As impressed as the assistant coach was with Maker, he too wonders how the 19-year-old will fare against bigger, stronger, more seasoned competition.

"We'll find out soon enough," the assistant coach said. "He's in the draft now. His skills, the good ones and the ones that need some work, will be on display for all to see."

Maker burst on the scene as an internet sensation a couple of years ago with a YouTube video that drew immediate comparisons to former Celtic Kevin Garnett.

But as more folks began to watch him play, the flaws to his game became more pronounced.

He is a 7-1 wing player with a lithe frame whose physical strength leaves a lot to be desired. While he has shown a great work ethic according to most scouts, he doesn’t have a true feel for the game in large part because he is so relatively raw.

And maybe most telling is how he has been on the floor with other above-average competition and more often than not, has done little to stand out as one of the better players competing.

Throw in the fact that he bypassed college altogether and it stands to reason that collectively there are more questions about his game than answers right now.

In an interview with Draft Express shortly after announcing he would enter this year’s draft, Maker shed some light on his controversial decision.

“When I found out I had the opportunity to enter this year's draft it was a no brainer to me,” Maker told Draft Express last month. “I've always had the dream of playing in the NBA and I feel that I am ready.”
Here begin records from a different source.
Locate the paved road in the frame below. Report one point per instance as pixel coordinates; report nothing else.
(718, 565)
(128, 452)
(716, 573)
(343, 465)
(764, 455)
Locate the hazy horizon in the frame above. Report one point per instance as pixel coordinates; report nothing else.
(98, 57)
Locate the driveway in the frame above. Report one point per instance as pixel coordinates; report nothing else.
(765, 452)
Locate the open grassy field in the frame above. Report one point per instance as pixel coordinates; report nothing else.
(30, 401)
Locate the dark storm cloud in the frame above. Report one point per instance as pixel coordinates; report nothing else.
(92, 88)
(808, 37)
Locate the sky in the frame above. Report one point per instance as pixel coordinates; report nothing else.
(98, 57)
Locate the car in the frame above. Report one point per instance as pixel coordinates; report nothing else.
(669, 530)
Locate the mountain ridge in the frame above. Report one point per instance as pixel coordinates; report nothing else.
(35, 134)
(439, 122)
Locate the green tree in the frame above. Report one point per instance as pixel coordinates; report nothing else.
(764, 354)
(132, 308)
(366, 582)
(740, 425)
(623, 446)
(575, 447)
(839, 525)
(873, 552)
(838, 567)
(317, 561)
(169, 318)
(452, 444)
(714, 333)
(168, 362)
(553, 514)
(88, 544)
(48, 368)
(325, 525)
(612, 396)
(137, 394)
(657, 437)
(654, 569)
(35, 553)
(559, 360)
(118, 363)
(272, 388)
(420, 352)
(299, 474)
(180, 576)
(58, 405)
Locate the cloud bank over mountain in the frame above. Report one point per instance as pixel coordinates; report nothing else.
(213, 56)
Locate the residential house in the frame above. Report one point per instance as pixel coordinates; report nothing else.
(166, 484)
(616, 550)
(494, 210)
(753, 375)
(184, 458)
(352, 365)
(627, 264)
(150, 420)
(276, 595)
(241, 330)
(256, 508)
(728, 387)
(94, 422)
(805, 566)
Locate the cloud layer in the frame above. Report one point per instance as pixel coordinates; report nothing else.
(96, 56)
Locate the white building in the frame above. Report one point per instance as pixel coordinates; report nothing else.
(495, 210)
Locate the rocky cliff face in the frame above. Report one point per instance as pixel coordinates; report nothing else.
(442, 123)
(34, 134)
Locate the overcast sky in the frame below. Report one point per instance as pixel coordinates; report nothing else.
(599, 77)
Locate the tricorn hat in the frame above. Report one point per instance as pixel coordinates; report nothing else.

Maker added, “When I had the chance to enter the Draft, I started of thinking about College versus Pro. The NBA game, talent, spacing, rotations, terminology, clock and practice time is so much more different than college. I watch a lot of ball, both games and practices. I felt that if I could do this full time, it would be great. If I went to college I could not see myself not taking my academics seriously. I would want to take serious classes and do well in them. I would have to split time in my focus. My approach is to always go all out and try to be the best if I'm going to do something.”

That’s why his decision to turn pro is not something that he says he will not have a change of heart about.

Players who enter the draft can pull out as late as May 25.

But listening to Maker, that doesn’t seem to be an option he’s giving any thought.

“I'm all in,” he said. “If you're doing something you have to be confident in your choice. This process is not a game. I've played with NBA players before and their approach is business like, even though they are having fun out there.”
 
When pressed on whether he would consider withdrawing from the draft if he doesn’t like the feedback he’s hearing during the pre-draft process, Maker reiterated his position.

“As I said, I’m all in,” Maker said.

“He wants to be a star,” the assistant coach said. “He wants to be a star and I think he will be. I don’t want to put too much on the kid before he gets a chance to get out there and show what he can do. But as of right now, in my heart of hearts I feel the kid is going to be a special player.”